The Isuzu Ascender, a mid-sized/full-sized, seven-seater SUV manufactured by General Motors for Isuzu. It was launched in 2003 and was essentially a rebadged GMC Envoy. The Ascender was launched as a replacement for the Japanese-built Isuzu Trooper. In 2005, a short, five-seater version was introduced to replace both Rodeo and Axiom. In 2005, Displacement of Demand (DOD) V8 engine was added in the range. Isuzu was once involved in offering Japanese-built cars, trucks and SUVs in American market, but the Ascender marked as the last and only passenger vehicle before the launch of other slow-selling Isuzu i-Series pickup trucks, manufactured by General Motors in North America. As was announced earlier by Isuzu, Ascender never offered in Canada.

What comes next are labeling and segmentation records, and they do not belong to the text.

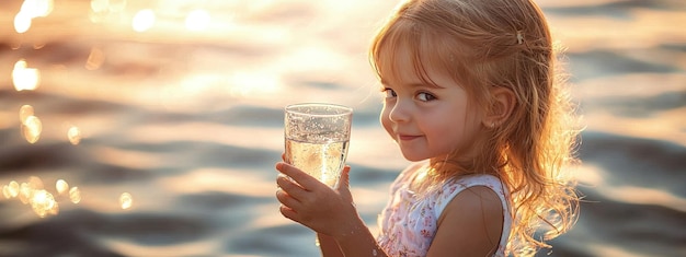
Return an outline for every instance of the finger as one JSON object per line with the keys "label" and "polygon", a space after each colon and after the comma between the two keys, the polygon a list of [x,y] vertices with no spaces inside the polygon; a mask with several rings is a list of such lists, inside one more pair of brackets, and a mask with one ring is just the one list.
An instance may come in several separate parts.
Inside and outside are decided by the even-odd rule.
{"label": "finger", "polygon": [[290,195],[288,195],[288,192],[284,191],[281,188],[276,189],[276,199],[278,200],[278,202],[290,209],[299,205],[299,201],[297,199],[293,198]]}
{"label": "finger", "polygon": [[341,178],[339,178],[339,188],[348,188],[351,186],[351,166],[345,165],[343,172],[341,172]]}
{"label": "finger", "polygon": [[291,208],[281,205],[278,207],[278,211],[281,212],[282,215],[284,215],[285,218],[288,218],[295,222],[299,222],[298,221],[298,213],[296,211],[294,211]]}
{"label": "finger", "polygon": [[288,194],[290,198],[294,198],[297,201],[300,201],[307,194],[307,190],[300,187],[298,184],[294,183],[288,176],[284,174],[278,174],[276,177],[276,185]]}
{"label": "finger", "polygon": [[306,190],[311,190],[321,185],[324,185],[321,182],[317,180],[317,178],[285,162],[276,163],[276,170],[279,171],[282,174],[290,177]]}

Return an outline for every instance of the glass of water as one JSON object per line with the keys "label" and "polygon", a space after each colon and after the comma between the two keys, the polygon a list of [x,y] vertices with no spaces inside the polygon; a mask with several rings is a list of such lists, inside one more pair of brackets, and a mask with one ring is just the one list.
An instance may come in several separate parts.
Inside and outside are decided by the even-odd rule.
{"label": "glass of water", "polygon": [[353,109],[304,103],[285,108],[286,162],[332,188],[345,166]]}

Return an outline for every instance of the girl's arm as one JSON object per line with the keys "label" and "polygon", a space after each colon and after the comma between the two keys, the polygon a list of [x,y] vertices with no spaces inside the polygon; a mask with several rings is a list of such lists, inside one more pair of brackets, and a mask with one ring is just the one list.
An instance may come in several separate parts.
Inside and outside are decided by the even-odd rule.
{"label": "girl's arm", "polygon": [[343,252],[339,248],[339,243],[331,236],[317,233],[319,240],[319,248],[323,257],[344,257]]}
{"label": "girl's arm", "polygon": [[492,256],[503,230],[503,207],[498,195],[484,186],[460,191],[438,218],[432,256]]}

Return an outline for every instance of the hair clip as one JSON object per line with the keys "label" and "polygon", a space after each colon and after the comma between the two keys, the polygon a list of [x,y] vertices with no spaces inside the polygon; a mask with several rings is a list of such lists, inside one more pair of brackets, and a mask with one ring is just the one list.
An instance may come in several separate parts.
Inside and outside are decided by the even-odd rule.
{"label": "hair clip", "polygon": [[522,35],[522,31],[517,31],[517,44],[522,45],[524,43],[524,36]]}

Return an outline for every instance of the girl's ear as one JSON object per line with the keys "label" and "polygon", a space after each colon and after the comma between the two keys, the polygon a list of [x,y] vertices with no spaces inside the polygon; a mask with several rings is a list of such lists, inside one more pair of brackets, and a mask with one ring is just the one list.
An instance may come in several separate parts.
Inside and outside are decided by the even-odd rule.
{"label": "girl's ear", "polygon": [[483,126],[487,128],[494,128],[503,124],[512,114],[517,100],[512,90],[498,86],[492,90],[493,102],[491,102],[485,117],[483,118]]}

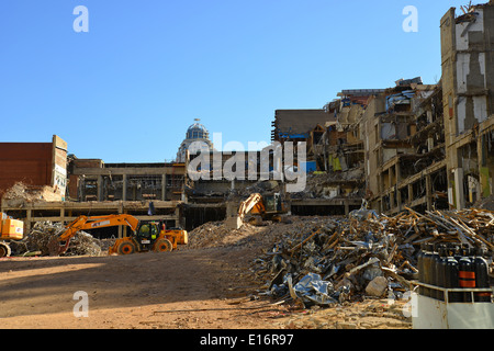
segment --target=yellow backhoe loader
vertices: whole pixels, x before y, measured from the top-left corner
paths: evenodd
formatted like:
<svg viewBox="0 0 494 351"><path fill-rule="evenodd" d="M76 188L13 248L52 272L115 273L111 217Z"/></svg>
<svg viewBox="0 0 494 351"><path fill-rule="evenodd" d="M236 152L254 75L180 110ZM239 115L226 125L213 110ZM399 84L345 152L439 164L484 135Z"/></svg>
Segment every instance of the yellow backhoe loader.
<svg viewBox="0 0 494 351"><path fill-rule="evenodd" d="M162 220L138 220L132 215L108 215L108 216L80 216L69 225L57 238L57 254L67 251L70 238L79 230L89 230L112 226L127 226L132 229L130 236L116 239L109 249L109 254L131 254L146 251L172 251L178 245L188 244L187 230L172 228L166 229Z"/></svg>
<svg viewBox="0 0 494 351"><path fill-rule="evenodd" d="M279 193L271 195L251 194L238 208L242 222L259 225L262 220L281 222L288 210Z"/></svg>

The Ascender was the only mid-sized SUV out of other six that was not really a GM branded product as Isuzu was partly possessed by General Motors until 2006. After the introduction of 2006 model year, the seven-seater Ascender was discontinued. Majority of the reviews warned the customers of small dealer network to claim warranty repairs, while the Kelley Blue Book suggested a low resale value of just like Trailblazer. Despite all this, Isuzu offered their customers a seven year/75,000 mile powertrain warranty as well as certain factory incentives.
On June, 2008, the Ascender was called off from production as a part of Isuzu’s departure from the United States. The Ascender as well as its related GMC Envoy was taken over by the 2010 GMC Terrain which was built on GM Theta platform. The seven-seater versions of both vehicles were replaced by the 2007 GMC Acadia that was built on GM Lambda platform.
As for engine, three different engines were used for both the vehicles at different production times, i.e. LL8 4.2-L (256 cubic inch) I6 offered from 2003 to 2008; the 5300 5.3-L (323 cubic inch) V8 engine was used between 2003 and 2004, while the 5300 5.3-L (323 cubic inch) V8 with Displacement on Demand was offered in the models from 2003 to 2007.